Aujourd'hui, nous avons des bureaux à Londres et à Dublin, ainsi qu'un bureau de recherche à Zurich. Est-ce qu'on pourrait imaginer un bureau à Paris ? C'est quelque chose auquel on pourrait effectivement réfléchir dans les prochains mois.

«Ce n'est pas le moment de parler d'un nouveau tour de table»

Vous devez faire face à une concurrence largement financée, à l'image d'OpenAI avec Microsoft. A la fin, est-ce la règle du "winner takes all" qui l'emportera à vos yeux ?

Nous observons une énorme traction sur le code, notamment avec le lancement de nos derniers modèles Claude 4 il y a trois semaines. Opus 4 est le meilleur modèle aujourd'hui sur le marché du code, il n'y a pas de débat. Et Sonnet 4 est le meilleur modèle sur la couche d'en-dessous.

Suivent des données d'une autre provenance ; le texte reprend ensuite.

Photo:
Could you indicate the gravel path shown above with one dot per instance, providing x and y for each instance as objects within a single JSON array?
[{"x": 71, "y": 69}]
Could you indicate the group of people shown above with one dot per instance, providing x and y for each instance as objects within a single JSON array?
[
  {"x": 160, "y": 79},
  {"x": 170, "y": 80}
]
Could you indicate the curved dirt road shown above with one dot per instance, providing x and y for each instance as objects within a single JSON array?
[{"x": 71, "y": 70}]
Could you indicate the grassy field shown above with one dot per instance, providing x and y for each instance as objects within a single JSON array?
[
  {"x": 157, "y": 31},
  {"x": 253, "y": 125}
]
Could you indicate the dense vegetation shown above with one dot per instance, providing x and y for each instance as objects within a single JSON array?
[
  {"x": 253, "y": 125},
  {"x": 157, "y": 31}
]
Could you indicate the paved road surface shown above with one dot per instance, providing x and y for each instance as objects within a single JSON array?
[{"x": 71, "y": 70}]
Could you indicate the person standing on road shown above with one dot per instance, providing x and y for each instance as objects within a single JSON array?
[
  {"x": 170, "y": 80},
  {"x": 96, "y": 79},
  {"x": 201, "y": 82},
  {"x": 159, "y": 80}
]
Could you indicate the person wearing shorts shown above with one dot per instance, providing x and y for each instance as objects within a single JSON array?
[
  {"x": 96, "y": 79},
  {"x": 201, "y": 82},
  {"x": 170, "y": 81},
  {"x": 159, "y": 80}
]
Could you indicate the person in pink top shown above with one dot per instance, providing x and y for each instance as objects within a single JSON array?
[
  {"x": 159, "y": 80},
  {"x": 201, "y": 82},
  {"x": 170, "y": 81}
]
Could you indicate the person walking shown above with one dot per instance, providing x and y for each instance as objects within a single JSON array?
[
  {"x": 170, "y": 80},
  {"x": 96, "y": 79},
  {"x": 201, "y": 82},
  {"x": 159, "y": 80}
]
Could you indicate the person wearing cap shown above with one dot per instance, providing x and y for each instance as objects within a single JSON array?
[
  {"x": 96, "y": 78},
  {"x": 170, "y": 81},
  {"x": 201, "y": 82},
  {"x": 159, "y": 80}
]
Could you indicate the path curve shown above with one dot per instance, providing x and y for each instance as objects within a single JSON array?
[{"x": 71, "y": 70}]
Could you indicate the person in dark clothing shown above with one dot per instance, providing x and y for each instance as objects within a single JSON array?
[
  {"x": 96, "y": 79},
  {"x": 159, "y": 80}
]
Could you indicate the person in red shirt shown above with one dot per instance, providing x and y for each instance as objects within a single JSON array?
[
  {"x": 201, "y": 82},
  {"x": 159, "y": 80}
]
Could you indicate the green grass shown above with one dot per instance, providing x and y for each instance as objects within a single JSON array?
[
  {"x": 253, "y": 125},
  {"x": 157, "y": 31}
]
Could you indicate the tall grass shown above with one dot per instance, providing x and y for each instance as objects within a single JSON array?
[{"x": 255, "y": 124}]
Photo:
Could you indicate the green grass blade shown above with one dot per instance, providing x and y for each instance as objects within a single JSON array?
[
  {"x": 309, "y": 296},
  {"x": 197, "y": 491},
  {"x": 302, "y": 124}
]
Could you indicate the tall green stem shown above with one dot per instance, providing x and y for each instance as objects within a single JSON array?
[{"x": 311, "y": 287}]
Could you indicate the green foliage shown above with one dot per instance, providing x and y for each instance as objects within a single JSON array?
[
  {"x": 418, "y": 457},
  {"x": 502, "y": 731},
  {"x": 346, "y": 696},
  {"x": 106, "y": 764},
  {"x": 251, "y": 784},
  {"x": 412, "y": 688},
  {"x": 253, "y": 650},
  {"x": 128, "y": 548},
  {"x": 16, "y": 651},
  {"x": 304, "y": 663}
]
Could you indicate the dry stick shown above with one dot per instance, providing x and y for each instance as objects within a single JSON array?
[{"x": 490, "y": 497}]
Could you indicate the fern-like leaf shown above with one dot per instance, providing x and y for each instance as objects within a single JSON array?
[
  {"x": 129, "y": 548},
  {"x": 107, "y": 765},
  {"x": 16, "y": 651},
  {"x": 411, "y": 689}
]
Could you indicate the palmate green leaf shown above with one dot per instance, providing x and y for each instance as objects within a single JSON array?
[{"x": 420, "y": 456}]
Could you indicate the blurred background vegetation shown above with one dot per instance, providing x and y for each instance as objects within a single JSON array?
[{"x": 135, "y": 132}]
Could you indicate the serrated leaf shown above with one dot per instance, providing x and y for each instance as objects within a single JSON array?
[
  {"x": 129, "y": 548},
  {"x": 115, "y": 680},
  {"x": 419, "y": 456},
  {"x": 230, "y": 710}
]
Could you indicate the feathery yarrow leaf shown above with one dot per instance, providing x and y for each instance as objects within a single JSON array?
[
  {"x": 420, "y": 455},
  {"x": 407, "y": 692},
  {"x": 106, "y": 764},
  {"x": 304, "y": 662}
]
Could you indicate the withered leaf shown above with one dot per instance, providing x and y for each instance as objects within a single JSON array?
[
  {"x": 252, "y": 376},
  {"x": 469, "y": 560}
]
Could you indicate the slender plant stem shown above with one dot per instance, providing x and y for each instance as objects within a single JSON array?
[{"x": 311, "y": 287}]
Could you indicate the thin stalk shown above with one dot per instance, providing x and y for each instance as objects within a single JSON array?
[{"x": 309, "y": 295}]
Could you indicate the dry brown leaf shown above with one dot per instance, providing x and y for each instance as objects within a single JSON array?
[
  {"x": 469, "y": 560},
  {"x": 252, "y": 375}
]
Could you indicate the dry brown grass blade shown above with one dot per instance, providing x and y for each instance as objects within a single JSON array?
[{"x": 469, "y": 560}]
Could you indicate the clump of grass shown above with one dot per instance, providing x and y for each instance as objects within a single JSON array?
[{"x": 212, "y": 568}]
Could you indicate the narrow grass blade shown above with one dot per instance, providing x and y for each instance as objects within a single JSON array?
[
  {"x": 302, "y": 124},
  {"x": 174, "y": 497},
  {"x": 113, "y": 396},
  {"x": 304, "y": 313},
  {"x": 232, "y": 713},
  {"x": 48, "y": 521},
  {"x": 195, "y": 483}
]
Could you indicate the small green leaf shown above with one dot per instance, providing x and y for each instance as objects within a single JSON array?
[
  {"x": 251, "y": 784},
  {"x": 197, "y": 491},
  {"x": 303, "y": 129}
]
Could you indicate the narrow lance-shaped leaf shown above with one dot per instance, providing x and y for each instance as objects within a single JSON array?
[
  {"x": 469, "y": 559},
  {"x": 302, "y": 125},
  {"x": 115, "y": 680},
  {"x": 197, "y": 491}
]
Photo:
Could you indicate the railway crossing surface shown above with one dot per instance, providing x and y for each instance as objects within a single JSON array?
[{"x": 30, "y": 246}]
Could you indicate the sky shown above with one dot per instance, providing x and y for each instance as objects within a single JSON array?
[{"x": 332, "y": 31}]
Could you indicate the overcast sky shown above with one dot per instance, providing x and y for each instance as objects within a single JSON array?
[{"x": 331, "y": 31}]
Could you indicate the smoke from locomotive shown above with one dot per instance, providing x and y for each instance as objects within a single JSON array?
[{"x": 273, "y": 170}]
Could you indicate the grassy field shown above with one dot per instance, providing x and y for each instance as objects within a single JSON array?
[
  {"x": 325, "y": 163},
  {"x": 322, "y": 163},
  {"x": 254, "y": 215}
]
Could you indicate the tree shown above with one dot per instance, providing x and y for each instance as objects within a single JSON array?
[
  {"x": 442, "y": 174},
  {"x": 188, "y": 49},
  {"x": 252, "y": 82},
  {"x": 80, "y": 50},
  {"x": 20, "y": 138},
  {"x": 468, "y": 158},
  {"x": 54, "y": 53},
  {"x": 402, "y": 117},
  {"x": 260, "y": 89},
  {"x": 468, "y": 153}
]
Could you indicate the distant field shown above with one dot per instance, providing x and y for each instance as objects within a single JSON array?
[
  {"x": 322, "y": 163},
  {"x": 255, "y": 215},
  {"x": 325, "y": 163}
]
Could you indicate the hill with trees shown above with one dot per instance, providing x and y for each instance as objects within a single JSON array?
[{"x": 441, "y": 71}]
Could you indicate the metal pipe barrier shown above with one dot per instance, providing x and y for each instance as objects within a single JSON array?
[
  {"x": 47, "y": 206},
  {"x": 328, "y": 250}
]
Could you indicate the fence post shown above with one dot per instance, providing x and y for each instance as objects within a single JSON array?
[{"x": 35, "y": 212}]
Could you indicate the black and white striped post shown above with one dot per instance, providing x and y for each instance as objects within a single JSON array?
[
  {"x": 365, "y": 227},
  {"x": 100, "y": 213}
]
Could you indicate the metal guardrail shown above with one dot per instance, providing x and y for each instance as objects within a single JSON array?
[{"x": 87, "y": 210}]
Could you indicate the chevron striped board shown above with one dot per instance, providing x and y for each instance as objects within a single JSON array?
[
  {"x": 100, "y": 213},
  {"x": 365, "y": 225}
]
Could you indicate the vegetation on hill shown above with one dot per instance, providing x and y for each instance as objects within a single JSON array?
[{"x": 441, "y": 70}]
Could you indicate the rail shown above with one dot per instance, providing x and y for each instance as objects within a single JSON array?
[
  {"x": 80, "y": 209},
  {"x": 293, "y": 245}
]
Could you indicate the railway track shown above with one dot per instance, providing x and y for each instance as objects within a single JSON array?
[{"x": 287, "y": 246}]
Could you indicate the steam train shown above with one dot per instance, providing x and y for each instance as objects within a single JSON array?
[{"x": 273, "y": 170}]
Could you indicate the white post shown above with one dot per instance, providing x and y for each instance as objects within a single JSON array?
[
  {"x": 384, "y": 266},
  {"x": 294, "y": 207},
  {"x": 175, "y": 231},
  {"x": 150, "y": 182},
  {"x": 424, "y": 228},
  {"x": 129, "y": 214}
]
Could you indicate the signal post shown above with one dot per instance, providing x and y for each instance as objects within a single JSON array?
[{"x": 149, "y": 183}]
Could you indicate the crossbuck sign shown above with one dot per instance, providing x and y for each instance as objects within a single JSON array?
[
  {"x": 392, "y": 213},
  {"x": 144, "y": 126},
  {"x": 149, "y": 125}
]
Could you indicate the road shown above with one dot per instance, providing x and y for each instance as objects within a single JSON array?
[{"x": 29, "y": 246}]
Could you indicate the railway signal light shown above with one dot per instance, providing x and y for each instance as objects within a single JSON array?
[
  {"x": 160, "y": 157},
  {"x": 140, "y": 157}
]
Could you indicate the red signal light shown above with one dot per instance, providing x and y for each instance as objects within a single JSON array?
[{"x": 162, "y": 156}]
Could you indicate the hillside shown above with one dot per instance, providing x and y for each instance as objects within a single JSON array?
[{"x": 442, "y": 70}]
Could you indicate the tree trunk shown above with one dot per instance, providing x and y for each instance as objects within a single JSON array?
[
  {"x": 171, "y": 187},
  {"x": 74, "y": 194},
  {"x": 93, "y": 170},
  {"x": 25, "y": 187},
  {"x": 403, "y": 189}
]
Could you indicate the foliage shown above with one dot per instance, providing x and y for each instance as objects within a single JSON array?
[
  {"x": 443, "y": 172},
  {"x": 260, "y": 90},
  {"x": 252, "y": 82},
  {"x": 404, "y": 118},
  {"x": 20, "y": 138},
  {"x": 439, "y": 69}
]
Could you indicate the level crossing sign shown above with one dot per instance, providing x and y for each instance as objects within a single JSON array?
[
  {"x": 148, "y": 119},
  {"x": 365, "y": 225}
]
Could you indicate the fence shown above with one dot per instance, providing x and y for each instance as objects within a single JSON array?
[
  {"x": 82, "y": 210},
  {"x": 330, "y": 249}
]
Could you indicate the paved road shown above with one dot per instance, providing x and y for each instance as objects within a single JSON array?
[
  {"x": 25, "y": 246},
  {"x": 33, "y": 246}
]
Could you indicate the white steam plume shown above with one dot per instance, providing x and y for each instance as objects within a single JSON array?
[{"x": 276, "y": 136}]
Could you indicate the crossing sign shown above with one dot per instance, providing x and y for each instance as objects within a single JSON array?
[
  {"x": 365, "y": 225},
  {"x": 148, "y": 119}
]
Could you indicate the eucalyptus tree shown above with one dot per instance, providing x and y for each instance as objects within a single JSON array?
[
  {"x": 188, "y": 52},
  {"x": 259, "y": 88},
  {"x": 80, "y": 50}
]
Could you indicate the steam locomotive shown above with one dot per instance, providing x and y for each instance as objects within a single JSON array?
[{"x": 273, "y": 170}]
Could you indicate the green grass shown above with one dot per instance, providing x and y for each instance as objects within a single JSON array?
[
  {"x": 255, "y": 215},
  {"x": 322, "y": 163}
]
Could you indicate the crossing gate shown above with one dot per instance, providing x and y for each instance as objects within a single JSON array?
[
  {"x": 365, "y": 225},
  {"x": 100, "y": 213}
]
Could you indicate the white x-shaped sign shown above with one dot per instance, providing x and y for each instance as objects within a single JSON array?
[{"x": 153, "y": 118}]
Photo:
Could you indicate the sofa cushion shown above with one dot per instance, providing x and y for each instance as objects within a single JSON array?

De la même manière, on observe une grosse traction avec tous les types d'entreprises. En France, on travaille avec SNCF, Peugeot et de nombreuses entreprises. Aujourd'hui, il n'y a pas une entreprise qui n'est pas en train de se poser la question de quelle roadmap IA elle doit choisir. Donc la traction n'est pas prête de faiblir.

Pour amplifier cette traction, un nouveau tour de table est-il envisageable ?

On peut imaginer plein de choses, mais là-dessus, ce n'est pas le moment d'en parler. Nous n'avons rien à annoncer sur ce sujet-là pour l'instant.

«Des entreprises comme Lovable enregistrent des taux de croissance record avec un nombre d'employés qui reste relativement faible»

Une dernière question un peu plus ouverte. On voit qu'il y a un énorme blocage sur le monde du travail. Avec des fonctions qui sont toujours plus optimisées, Sam Altman estime que nous sommes peut-être très proches de la première startup “one-person” à un milliard de dollars. Pensez-vous également que c'est possible ou fantaisiste ?

Avec l'IA, on atteint des taux de croissance et des niveaux de revenus impressionnants dans des laps de temps extrêmement faibles. Et clairement, on voit actuellement des entreprises qui enregistrent la plus forte croissance de l'histoire de l'humanité. C'est une réalité.

Est-ce que demain, il y aura des agents qui construisent des entreprises d'eux-mêmes ou qui décident eux-mêmes d'ailleurs de construire telle ou telle entreprise ? On peut imaginer tout un tas de choses, c'est assez futuriste, mais on s'intéresse plutôt à ce qui se passe aujourd'hui.

Aujourd'hui, des entreprises comme Lovable enregistrent effectivement des taux de croissance record avec un nombre d'employés qui reste relativement faible. Alors c'est spécifique au secteur du code, et ce ne sera pas forcément le cas pour tous les secteurs, mais c'est effectivement assez remarquable.